Los Ellul acababan de marcharse y por fin Hortense se encontró a solas con Joanna en el dormitorio que compartían.

—¿Qué te pasa, hermanita? —le preguntó Joanna—. Parecías como ausente toda la tarde. ¿Te preocupa algo?

—No sé, no sé. Me siento tan confusa, yo, que siempre sé lo que quiero. Nunca me he sentido así antes.

—¿No será porque estás enamorada? —preguntó su hermana.

—¿Yo enamorada? Pero ¿de quién se puede saber? —contestó Hortense desafiante.

—Vamos, vamos, Hortense, si eso se ve desde lejos. Tú estás enamorada de Paul.

—¿Se nota mucho? —preguntó Hortense renunciando ya a la comedia.

—Yo sí lo he notado —le contestó su hermana.

—¿Y tú crees que Paul también está enamorado de mí? —se apresuró a preguntar.

—La verdad es que te mira mucho, pero es tan reservado que es difícil saber —dijo Joanna con prudencia, pero su respuesta puso a Hortense sobre ascuas.

—Ah, ¡qué desgracia! ¡Imagínate si no me quiere! No sé lo que sería de mí —dijo desesperada.

—Cálmate, Hortense, seguramente todo terminará bien, pero tienes que darle tiempo. De todas formas, te aseguro que si un día Paul y tú os casáis, Mamá y Argento serán las madres más felices del mundo.

—¿Tú crees? —preguntó Hortense agarrándose a este rayo de esperanza.

Habían apagado su lámpara y a través de las cortinas la luz de la luna inundaba el centro de la habitación, cuando de pronto Joanna se sentó sobre la cama y despertó a Hortense.

—¡Tengo que contarte algo! —le dijo con urgencia.

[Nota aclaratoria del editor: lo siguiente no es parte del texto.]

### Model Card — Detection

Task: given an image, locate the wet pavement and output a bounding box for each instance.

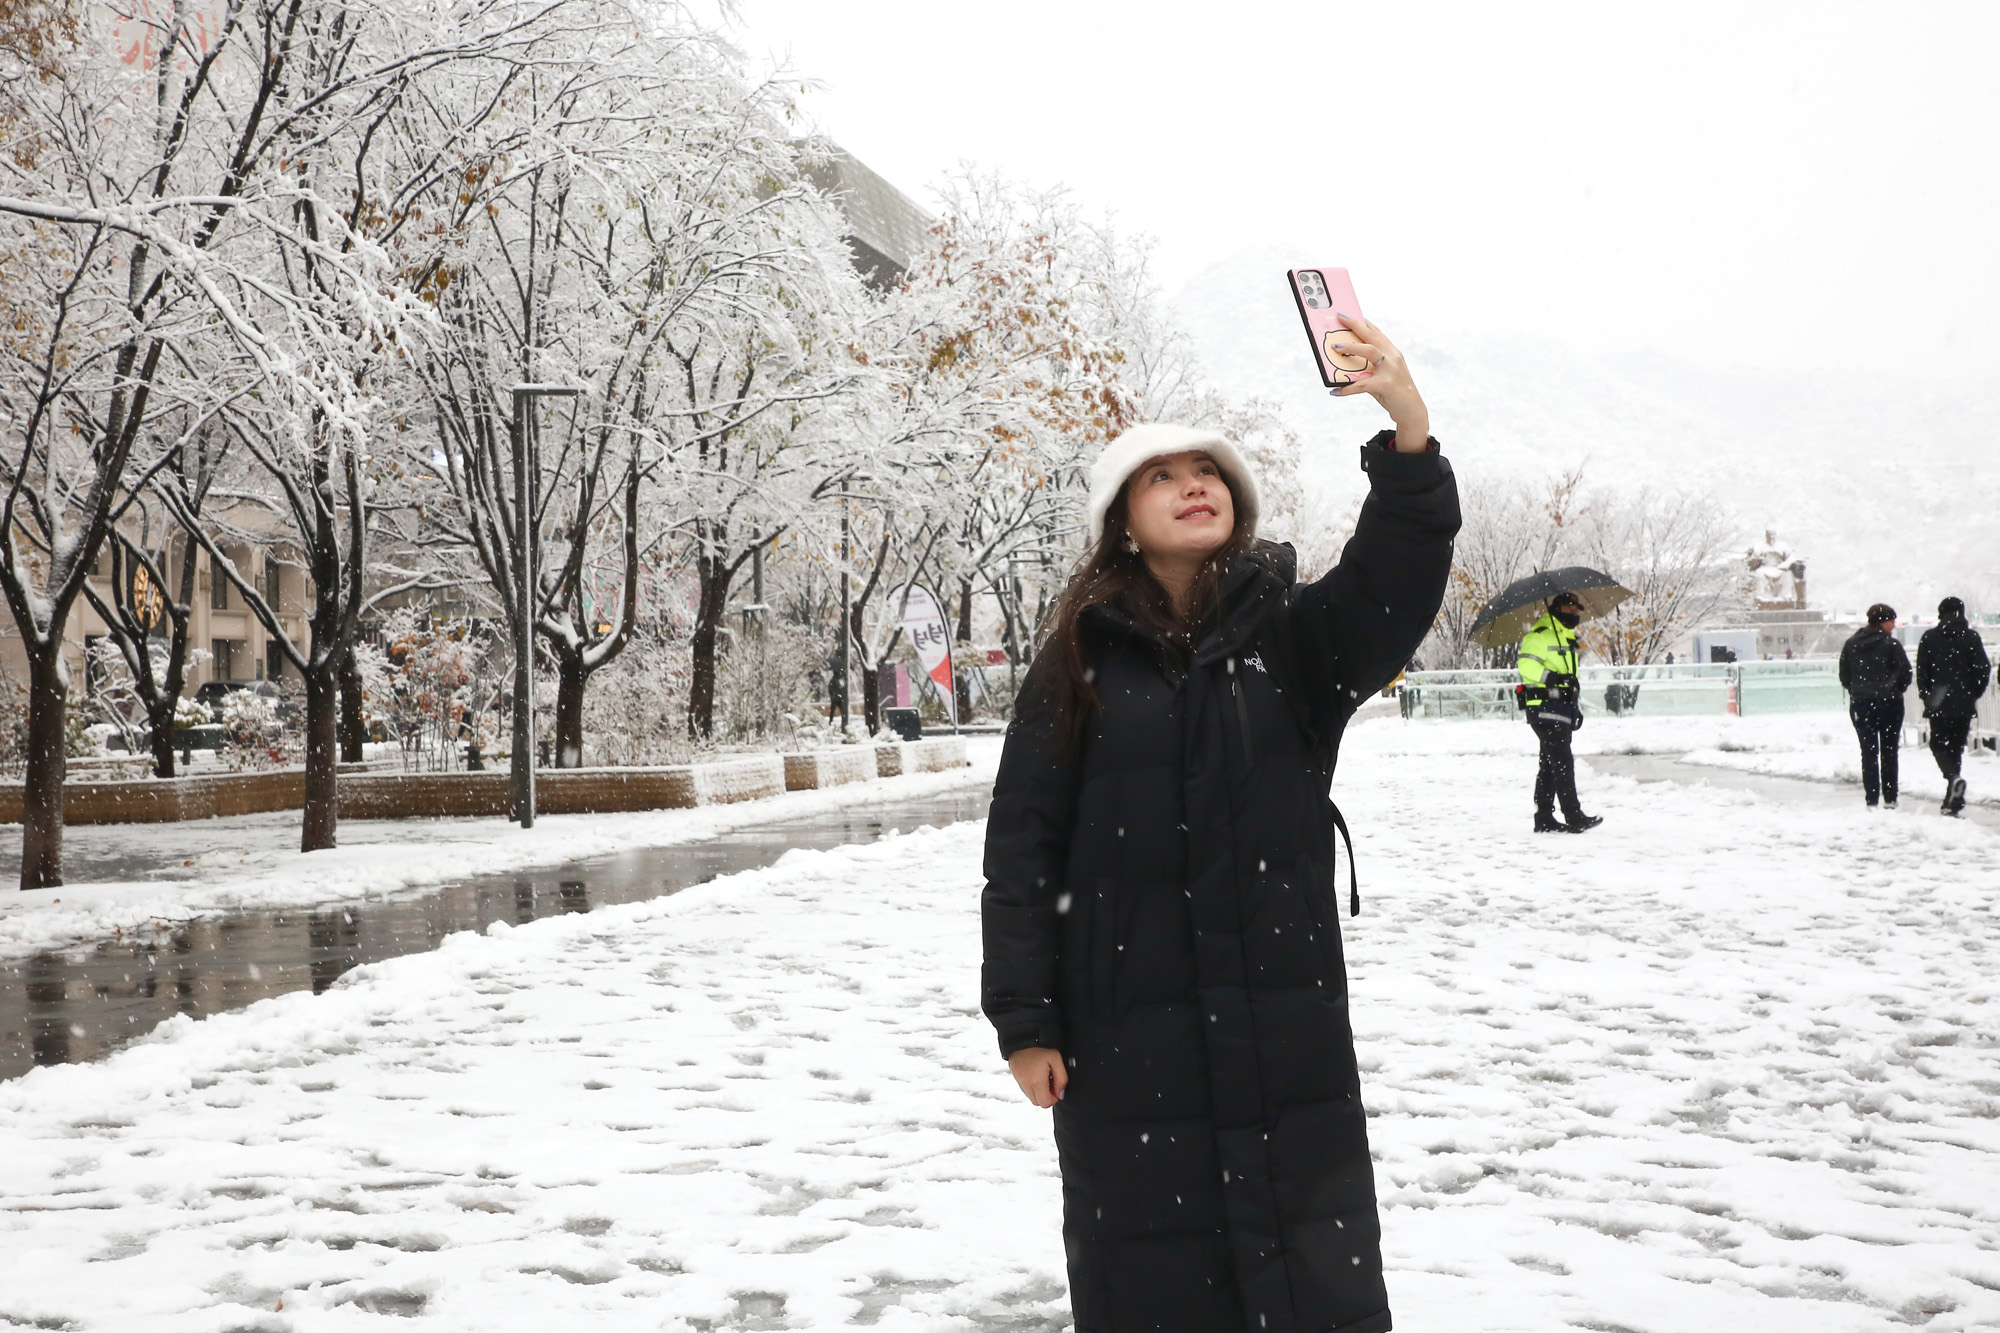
[1586,751,2000,831]
[0,790,991,1082]
[0,807,478,886]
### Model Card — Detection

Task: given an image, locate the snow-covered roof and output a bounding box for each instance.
[803,146,933,290]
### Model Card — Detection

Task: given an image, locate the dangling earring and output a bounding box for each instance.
[1121,532,1141,555]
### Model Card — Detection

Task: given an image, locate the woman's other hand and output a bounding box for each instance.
[1008,1047,1068,1108]
[1328,313,1431,452]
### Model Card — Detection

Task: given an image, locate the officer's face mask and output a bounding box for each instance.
[1554,609,1581,629]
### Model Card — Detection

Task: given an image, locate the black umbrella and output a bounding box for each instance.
[1469,566,1635,649]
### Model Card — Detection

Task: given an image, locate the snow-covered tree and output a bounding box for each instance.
[1420,468,1735,670]
[78,425,224,778]
[1575,488,1741,666]
[1423,470,1587,669]
[0,0,238,884]
[109,0,580,854]
[837,175,1140,727]
[404,21,863,754]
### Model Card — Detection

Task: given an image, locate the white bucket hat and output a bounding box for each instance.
[1085,422,1262,546]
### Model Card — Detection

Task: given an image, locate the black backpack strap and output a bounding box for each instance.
[1330,798,1360,917]
[1251,596,1362,916]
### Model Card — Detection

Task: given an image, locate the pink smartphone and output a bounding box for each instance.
[1286,267,1371,388]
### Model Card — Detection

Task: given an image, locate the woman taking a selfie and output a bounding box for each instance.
[982,313,1459,1333]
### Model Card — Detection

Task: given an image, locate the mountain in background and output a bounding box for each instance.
[1173,247,2000,619]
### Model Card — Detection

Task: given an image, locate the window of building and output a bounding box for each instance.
[210,556,229,610]
[267,640,285,681]
[264,556,282,610]
[211,638,234,681]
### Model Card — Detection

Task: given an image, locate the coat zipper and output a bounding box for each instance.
[1229,657,1253,765]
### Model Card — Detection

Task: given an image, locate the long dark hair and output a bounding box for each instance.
[1035,466,1251,758]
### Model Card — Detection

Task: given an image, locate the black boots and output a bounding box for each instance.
[1943,777,1967,817]
[1535,812,1603,834]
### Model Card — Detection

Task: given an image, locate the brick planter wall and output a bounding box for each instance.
[338,772,512,820]
[689,756,787,805]
[0,770,307,824]
[1,752,792,825]
[782,748,879,791]
[874,736,970,777]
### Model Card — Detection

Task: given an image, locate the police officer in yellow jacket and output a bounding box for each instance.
[1519,592,1603,833]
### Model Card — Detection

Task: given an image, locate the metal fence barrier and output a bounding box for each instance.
[1398,661,1847,721]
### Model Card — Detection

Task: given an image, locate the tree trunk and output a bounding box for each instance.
[687,611,720,740]
[300,664,339,852]
[954,577,976,723]
[686,557,730,740]
[861,660,882,735]
[554,651,586,767]
[19,647,67,890]
[152,532,202,779]
[338,645,366,763]
[851,602,881,735]
[148,699,178,779]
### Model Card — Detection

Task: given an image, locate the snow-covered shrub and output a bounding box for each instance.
[218,690,289,770]
[172,696,210,731]
[578,629,696,767]
[785,715,873,751]
[80,639,150,754]
[712,618,825,746]
[0,672,96,771]
[371,610,500,773]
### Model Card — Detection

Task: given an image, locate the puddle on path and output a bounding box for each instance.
[0,790,990,1082]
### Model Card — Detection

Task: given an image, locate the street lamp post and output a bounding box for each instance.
[509,383,584,827]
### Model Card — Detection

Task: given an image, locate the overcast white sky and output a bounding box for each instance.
[720,0,2000,381]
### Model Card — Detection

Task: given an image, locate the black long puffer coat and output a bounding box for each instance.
[982,437,1460,1333]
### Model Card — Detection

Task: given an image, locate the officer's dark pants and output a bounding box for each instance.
[1530,712,1583,820]
[1930,715,1972,782]
[1850,698,1904,806]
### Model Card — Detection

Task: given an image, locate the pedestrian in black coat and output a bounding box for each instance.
[1917,595,1991,815]
[1839,603,1913,808]
[982,314,1460,1333]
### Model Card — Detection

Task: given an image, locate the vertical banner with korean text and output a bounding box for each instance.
[894,583,956,727]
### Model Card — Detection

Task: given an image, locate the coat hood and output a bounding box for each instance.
[1085,422,1262,546]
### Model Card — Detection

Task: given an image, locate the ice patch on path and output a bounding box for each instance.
[0,738,1001,965]
[1,723,1997,1330]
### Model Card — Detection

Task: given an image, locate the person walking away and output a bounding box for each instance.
[1517,592,1602,833]
[1839,603,1912,809]
[1916,596,1990,816]
[983,313,1459,1333]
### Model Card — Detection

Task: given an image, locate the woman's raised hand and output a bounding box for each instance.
[1008,1046,1068,1108]
[1328,313,1431,453]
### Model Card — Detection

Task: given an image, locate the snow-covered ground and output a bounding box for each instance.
[0,746,1002,964]
[1446,711,2000,810]
[2,714,1997,1331]
[1669,719,2000,810]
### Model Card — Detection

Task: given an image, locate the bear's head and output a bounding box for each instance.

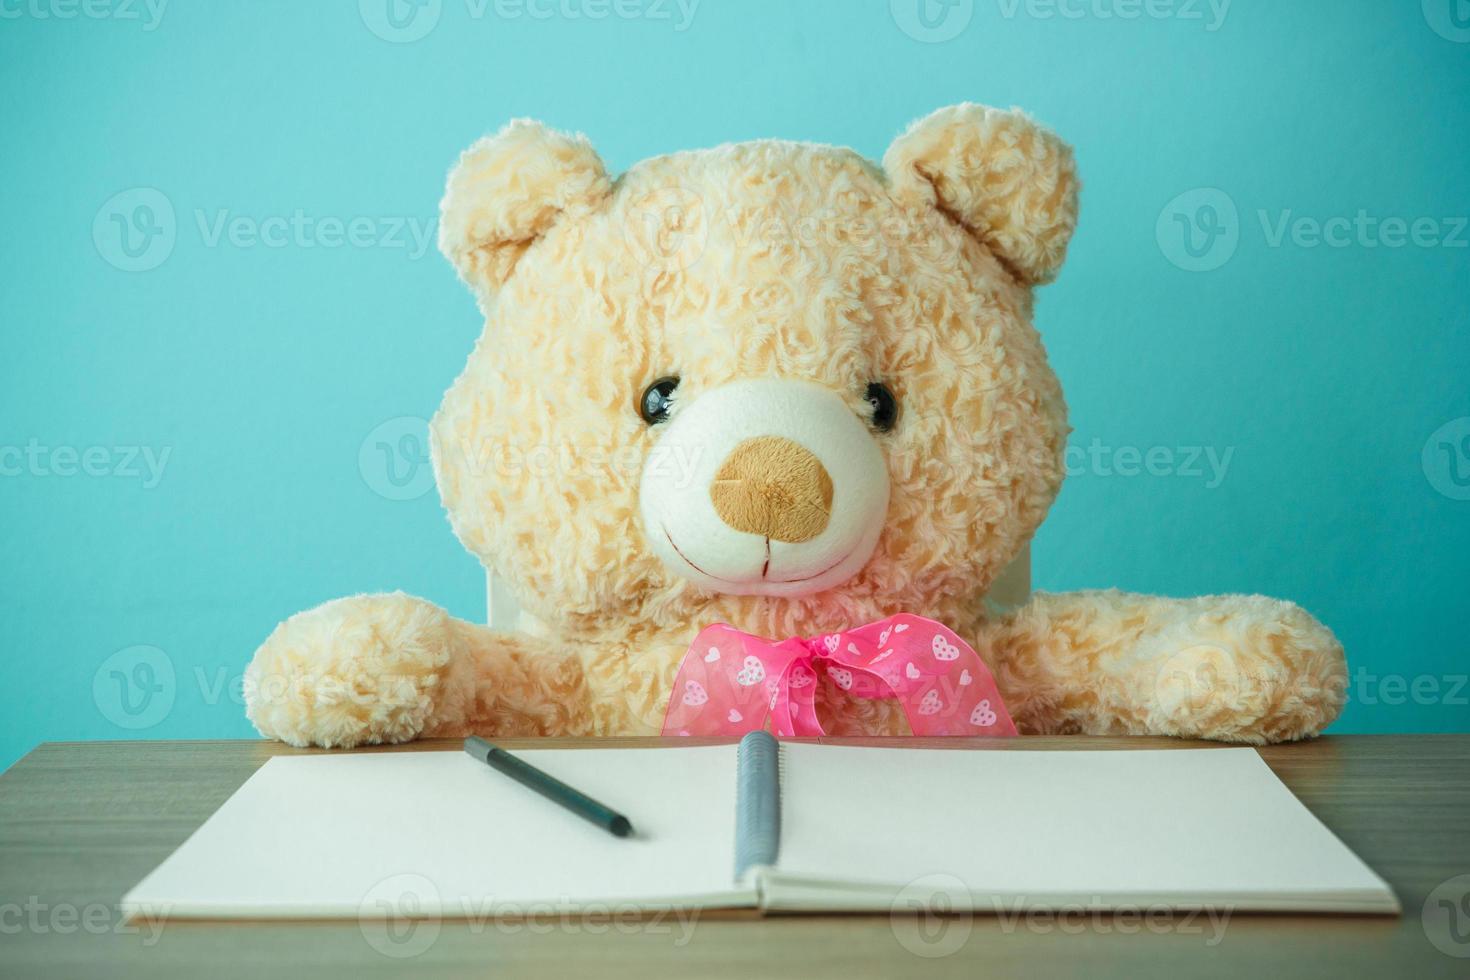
[431,104,1078,639]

Hortense se incorporó en la cama sorprendida,

— ¡No podrás adivinar lo que me está pasando! —empezó diciendo Joanna, por una vez, nerviosa y agitada—. Hay un joven que ha venido a pedir mi mano a papá.

—¿Cómo? ¿Quién? ¿Cuándo? —Hortense no podía creer lo que estaba oyendo.

—¿Te acuerdas de aquel joven griego, muy apuesto, que conocimos por casualidad en la oficina de padre hace unos meses?

—¡Cómo no me voy a acordar si cada vez que vamos de paseo o a misa nos sigue de lejos y a veces se acerca y no deja de mirarte! Ya te he dicho yo que tu admirador iba en serio y tú no quisiste escucharme —le recordó Hortense—. Pero, cuéntame, ¿qué ha pasado? —le preguntó impaciente e intrigada.

—Ayer, precisamente, padre no fue a misa con nosotros con el pretexto de que esperaba una visita importante. Pues a la vuelta, la criada María me dijo que Constantino Orlando había estado aquí.

—¿Y cómo sabes su nombre? —preguntó Hortense sorprendida.

—No se lo he dicho a nadie, pero acabo de recibir una carta suya que la criada me ha entregado en secreto…

Ávida por saber el resto de la historia, Hortense preguntó:

—Entonces, ¿cuál ha sido la respuesta de padre?

—Pues no lo sé, pero se les vio discutir y se oyeron voces. Supongo que todo ha terminado —concluyó Joanna desconsolada.

—No irás a decirme que antes de intercambiar una sola palabra ya te has enamorado de él.

—¡Pero tú no sabes la carta de amor que me ha escrito! —respondió Joanna, otra vez al borde de las lágrimas. Encendió la lámpara y le tendió la carta para que la leyera.

A medida que la iba leyendo, no podía evitar exclamar en francés:

—Oh, la, la! Mon Dieu…! —Al terminar por fin la lectura, Hortense, exhausta por tanta emoción, se apoyó en las almohadas de su cama y permaneció sentada así cierto tiempo, reflexionando—. Esto va más en serio de lo que yo pensaba y hay que encontrar una solución, cueste lo que cueste.